Dann erst fragen Sie Ihre Geschäftsleitung, welche der von Ihnen jetzt vorgestellten Maßnahmen sie für die sinnvollste hält, um die Wertschätzung im Betrieb zu verbessern. Zeigen Sie ihr z. B. eine Liste mit Vorschlägen oder fragen Sie sie, welche Ideen sie darüber hinaus noch hat.
Tipps, mit denen Sie hoffentlich Ihre Leitung für wertschätzende Maßnahmen gewinnen werden:
- Unverzichtbare Basis für das Gespräch: eine wertschätzende Haltung gegenüber der Geschäftsleitung. Unterstellen Sie ihr immer die beste Absicht. Gehen Sie davon aus, dass sie eine Top-Führungskraft ist bzw. sein möchte. Erinnern Sie sich vor dem Gespräch an Gesten, hinter denen man eine wertschätzende Haltung vermuten kann. Spielen Sie quasi Detektiv und suchen Sie intensiv nach Hinweisen darauf, dass Ihre Leitung auch nur ein Mensch ist und dass in ihr ein zartes Pflänzchen namens Wertschätzung schlummert. Legen Sie Ihren persönlichen Ehrgeiz darauf, es wachsen zu lassen.
- Sorgen Sie dafür, dass Ihre Leitung sich in diesem Gespräch wohlfühlt. Das schaffen Sie u. a., indem Sie sie an ein Ereignis erinnern, bei dem sie betont hat, wie wichtig ihr Wertschätzung ist, oder bei dem sie sich so verhalten hat, dass man es als Ausdruck von Wertschätzung verstehen könnte. Geben Sie ihr positives Feedback; auch das macht sie offener. Das signalisiert: "Sie sind einer von den Guten." Da niemand sich selbst für nicht wertschätzend hält, wächst dadurch der Wunsch, sich – quasi als Beweis – wertschätzend zu verhalten.

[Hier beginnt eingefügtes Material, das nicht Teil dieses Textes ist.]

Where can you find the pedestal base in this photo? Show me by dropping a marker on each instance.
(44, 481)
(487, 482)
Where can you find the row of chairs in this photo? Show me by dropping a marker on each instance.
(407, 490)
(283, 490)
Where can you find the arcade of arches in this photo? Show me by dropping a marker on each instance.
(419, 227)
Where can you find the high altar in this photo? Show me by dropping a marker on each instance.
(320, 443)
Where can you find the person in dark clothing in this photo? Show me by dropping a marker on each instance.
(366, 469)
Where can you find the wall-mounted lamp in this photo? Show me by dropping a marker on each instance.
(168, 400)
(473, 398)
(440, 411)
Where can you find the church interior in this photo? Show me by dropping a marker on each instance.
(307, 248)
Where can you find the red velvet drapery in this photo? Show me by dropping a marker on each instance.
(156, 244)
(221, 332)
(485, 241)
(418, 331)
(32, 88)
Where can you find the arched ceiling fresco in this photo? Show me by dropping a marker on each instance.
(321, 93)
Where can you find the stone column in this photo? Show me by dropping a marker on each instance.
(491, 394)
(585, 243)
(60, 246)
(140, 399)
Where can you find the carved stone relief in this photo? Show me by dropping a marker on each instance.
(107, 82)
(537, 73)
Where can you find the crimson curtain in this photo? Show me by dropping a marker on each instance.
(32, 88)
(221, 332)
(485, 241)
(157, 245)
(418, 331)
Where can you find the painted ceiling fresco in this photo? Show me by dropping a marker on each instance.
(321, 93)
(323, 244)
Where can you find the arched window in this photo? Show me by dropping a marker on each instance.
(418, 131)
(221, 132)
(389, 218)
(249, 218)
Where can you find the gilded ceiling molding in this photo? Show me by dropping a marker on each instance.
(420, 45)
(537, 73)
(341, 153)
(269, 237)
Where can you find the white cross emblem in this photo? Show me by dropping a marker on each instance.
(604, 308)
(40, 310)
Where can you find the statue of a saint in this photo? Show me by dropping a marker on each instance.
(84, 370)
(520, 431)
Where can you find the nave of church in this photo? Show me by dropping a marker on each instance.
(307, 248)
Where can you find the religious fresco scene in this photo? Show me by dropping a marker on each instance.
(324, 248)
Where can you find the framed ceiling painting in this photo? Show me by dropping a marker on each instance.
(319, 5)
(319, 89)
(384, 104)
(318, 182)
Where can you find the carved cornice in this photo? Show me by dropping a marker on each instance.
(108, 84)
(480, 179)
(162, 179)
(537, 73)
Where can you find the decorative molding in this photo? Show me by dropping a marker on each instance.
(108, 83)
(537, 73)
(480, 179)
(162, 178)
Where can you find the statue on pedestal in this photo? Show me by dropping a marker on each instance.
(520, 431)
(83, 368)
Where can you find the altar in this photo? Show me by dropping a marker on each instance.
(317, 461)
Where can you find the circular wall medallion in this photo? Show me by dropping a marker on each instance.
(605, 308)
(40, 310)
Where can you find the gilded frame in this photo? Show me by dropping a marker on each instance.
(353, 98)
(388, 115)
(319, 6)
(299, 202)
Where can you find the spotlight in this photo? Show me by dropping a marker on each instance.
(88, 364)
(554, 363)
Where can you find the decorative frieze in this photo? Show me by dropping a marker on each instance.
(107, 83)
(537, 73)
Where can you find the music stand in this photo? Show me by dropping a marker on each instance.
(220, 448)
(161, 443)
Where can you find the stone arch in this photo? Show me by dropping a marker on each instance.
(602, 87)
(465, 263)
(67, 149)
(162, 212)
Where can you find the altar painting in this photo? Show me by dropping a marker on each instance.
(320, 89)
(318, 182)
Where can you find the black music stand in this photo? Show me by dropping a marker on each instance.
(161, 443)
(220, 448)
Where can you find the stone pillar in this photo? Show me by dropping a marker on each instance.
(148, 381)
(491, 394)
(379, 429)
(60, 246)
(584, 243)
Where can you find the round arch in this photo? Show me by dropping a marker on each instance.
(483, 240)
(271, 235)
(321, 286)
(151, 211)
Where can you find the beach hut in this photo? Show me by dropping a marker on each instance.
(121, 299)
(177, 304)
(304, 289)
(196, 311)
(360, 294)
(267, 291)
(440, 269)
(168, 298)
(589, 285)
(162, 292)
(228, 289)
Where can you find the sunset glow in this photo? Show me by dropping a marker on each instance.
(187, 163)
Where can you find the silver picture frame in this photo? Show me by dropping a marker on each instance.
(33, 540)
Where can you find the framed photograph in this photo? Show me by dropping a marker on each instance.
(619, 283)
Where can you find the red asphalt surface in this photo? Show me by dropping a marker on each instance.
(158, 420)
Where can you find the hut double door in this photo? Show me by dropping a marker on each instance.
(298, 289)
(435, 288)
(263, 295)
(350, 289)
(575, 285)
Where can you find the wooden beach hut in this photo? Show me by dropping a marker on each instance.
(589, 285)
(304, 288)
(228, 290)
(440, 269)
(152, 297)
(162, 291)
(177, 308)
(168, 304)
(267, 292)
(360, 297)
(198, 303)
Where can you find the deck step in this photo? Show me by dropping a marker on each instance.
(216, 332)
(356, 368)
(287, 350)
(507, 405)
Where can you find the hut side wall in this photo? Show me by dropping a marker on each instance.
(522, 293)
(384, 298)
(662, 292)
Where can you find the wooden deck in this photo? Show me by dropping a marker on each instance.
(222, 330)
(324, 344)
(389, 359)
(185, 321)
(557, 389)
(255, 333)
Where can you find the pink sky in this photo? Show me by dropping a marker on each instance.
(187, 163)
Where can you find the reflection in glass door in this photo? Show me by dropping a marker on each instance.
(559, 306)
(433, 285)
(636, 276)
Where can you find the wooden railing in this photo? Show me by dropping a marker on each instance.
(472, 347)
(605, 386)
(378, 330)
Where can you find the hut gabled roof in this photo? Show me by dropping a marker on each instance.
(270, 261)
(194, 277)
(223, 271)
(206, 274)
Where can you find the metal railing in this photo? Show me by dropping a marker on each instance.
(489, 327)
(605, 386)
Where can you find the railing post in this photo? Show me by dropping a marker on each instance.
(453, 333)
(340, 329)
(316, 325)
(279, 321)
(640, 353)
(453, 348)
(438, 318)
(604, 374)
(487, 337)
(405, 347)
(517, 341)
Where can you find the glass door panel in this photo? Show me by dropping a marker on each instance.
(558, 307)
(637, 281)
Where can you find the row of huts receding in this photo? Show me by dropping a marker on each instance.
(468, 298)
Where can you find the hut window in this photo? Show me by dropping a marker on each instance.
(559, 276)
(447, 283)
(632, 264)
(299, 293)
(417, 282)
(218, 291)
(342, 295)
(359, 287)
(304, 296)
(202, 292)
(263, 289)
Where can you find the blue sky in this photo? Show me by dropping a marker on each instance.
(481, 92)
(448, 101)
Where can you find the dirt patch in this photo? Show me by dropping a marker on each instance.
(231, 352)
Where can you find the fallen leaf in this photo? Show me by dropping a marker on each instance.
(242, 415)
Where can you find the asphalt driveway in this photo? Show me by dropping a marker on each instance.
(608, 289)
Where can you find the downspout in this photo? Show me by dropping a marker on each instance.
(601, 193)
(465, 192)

- Bauen Sie eine Ja-Straße auf, indem Sie Äußerungen tätigen, denen Ihre Leitung zustimmt. Lassen Sie einfließen, dass das Thema Wertschätzung Ihrer Leitung offenbar wichtig ist. Berichten Sie dann – ohne Schwärmerei – von Erfahrungen anderer Unternehmen ("Dann wird es Sie bestimmt interessieren, was ich neulich gelesen habe").

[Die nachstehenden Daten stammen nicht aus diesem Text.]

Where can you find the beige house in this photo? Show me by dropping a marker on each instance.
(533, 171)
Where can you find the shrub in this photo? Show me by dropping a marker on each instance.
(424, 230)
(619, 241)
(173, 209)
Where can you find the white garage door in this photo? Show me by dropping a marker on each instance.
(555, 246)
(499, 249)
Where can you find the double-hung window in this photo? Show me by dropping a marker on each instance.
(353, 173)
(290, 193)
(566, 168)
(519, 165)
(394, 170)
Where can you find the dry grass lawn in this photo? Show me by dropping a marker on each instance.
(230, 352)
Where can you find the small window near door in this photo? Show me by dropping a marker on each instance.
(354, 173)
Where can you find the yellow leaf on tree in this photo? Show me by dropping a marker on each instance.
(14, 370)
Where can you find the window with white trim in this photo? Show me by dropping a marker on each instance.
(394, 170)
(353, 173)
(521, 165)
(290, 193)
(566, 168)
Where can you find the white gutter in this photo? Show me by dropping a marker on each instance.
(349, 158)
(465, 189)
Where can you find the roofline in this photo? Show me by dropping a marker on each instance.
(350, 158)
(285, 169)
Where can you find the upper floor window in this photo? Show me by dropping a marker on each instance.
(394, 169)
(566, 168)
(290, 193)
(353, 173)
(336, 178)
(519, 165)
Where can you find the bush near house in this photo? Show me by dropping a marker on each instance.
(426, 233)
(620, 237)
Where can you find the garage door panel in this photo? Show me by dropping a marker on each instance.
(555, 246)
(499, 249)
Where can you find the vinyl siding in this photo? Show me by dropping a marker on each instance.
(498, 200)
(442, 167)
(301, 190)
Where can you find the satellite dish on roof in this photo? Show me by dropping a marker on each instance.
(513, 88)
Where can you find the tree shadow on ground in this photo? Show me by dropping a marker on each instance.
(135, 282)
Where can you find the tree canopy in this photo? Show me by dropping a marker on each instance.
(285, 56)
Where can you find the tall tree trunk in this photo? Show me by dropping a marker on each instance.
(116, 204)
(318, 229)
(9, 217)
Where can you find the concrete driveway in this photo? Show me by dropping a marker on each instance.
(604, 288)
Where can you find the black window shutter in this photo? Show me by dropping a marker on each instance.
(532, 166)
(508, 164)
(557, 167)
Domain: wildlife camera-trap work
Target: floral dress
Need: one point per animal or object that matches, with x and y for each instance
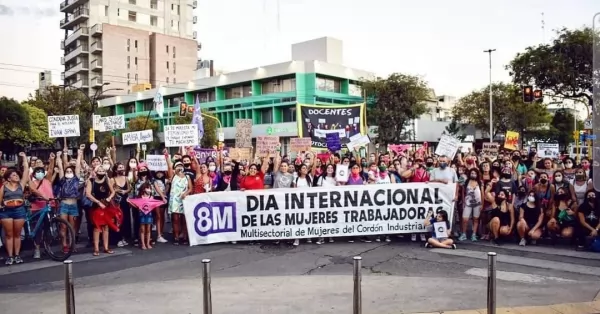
(179, 186)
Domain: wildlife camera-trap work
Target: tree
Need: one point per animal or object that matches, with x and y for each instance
(454, 129)
(562, 68)
(396, 101)
(141, 123)
(509, 111)
(35, 132)
(210, 137)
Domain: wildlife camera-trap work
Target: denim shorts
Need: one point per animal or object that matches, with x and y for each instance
(69, 209)
(13, 213)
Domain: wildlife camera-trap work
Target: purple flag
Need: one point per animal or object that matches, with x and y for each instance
(197, 118)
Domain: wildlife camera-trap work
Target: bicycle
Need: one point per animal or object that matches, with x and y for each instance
(51, 226)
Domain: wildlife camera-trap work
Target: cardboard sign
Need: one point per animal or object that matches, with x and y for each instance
(302, 144)
(63, 126)
(243, 133)
(266, 144)
(156, 162)
(138, 137)
(181, 135)
(111, 123)
(447, 146)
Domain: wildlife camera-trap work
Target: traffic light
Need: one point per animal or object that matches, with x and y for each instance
(528, 94)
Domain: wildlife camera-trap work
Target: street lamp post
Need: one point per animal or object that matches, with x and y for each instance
(489, 51)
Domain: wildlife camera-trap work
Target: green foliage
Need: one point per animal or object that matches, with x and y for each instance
(396, 101)
(562, 68)
(509, 112)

- Danach schweigen Sie. Halten Sie die Pause aus. Lassen Sie Ihre Leitung die gedankliche Arbeit machen. Sie soll die Brücke von dem anderen zu Ihrem Unternehmen schlagen ("das wäre auch etwas für uns") und Sie letztlich damit beauftragen, Maßnahmen vorzubereiten. Halten Sie sich mit Vorschlägen zurück. Warten Sie darauf, dass Ihre Leitung Sie mindestens fragt: "Und was heißt das für uns?" oder "Und warum erzählen Sie mir das?", bevor Sie Ihre Ideen vorstellen. Wertvoller ist es immer, wenn die Leitung selber darauf kommt.
- Geben Sie der Geschäftsleitung bei all dem das Gefühl, ein wertvoller und von allen geschätzter Mensch zu sein, der nun endlich eine Möglichkeit gefunden hat, seinerseits Wertschätzung zum Ausdruck zu bringen. Die Lorbeeren dafür erntet die Leitung – Sie als (verdeckt agierender) Coach bleiben im Hintergrund. Das ist der Preis.